The first thing I did was address (many times) that she is NOT to wake anyone else up. That failed miserably.

So last night I harnessed her new found love of numbers for good. I told Dolly to look at her clock in her bedroom. If the first number is a "six", she is to go back to sleep. She can't get up until it's a "seven".

It's 7:28AM and both the littlest cherubs are still asleep!!!
Whoo Hoo!!

Monday, June 3, 2013

Signature 1

I went to Ms. Colorado's office today to officially sign the Petition to Intervene. I even picked up the official court document and read it quickly. It felt nice to be allowed to read something official. I hate that part of fostering here in Texas. When we fostered in Iowa we didn't have to go to court, but copies of every single court document were sent to our home for us to keep on file.

It took some doing but Mr. Amazing is going to get off work a little early and head over to the lawyer's office to sign today as well.

Then we wait to see if anyone legally objects to our intervention.

My strategies

In order to help deal with the unnecessary anxiety this intervention has put on me, I have implemented some strategies.

Man technology is awesome!

I set up a bunch of calendar events on my phone. Now, several times a day I will be reminded that the worst thing that could happen is Dude & Dolly end up in Dallas. Yes, that would totally suck. And yes, I would grieve!! But like Mama Foster said in response to my last post, it's already the plan and has been for two years now. I have to keep this all in perspective!

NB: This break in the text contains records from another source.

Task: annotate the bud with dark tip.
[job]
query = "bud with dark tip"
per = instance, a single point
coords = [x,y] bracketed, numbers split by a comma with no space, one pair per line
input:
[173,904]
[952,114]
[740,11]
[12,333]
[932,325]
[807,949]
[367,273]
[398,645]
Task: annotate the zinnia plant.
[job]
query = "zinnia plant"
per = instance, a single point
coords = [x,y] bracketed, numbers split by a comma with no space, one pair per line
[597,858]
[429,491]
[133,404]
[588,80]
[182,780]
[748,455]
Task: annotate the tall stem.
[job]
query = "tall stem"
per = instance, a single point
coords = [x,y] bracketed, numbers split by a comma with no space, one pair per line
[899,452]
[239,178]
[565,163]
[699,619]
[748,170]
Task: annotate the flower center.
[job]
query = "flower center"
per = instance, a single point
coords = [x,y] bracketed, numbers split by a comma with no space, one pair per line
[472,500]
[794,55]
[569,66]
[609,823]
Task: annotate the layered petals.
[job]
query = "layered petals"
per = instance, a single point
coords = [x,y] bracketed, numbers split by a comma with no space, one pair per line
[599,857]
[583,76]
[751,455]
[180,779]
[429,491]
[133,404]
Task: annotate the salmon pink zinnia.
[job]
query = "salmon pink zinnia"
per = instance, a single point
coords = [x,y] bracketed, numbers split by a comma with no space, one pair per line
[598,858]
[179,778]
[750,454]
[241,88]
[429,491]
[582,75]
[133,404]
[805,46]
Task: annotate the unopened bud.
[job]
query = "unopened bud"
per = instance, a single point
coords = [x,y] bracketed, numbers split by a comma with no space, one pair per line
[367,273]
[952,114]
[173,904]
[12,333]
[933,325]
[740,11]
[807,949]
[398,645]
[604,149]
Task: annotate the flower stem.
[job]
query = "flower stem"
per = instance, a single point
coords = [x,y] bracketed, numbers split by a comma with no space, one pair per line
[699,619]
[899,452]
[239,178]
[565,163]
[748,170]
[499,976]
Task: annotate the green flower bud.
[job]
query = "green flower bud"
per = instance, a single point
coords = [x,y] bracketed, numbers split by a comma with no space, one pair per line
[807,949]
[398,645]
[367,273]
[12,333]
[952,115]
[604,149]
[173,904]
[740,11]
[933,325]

I also made an event to remind me that I am free. This is all my choice and if it got horrible, I can walk away. (I won't. But I have the freedom to.) Reminding myself that this is a choice helps me keep things in perspective...especially since I then remember that the worst case scenario is that Dude and Dolly will leave. (Again – that would be perfectly awful. But I know my core family would survive.)

I even went out and bought the Newsboys song "I Am Free". I set an alarm to go off on my phone once a day that will play the song.

The last event I added to my calendar reminds to to stop and take a deep breath. When I exhale I will blow out all the anxiety and worry.

It's not like I'm living in a constant state of fear and anxiety. But it's not like I'm living a totally "normal" life either. Anything I can do to help cut down on the stress is helpful. Thank you all for your support!!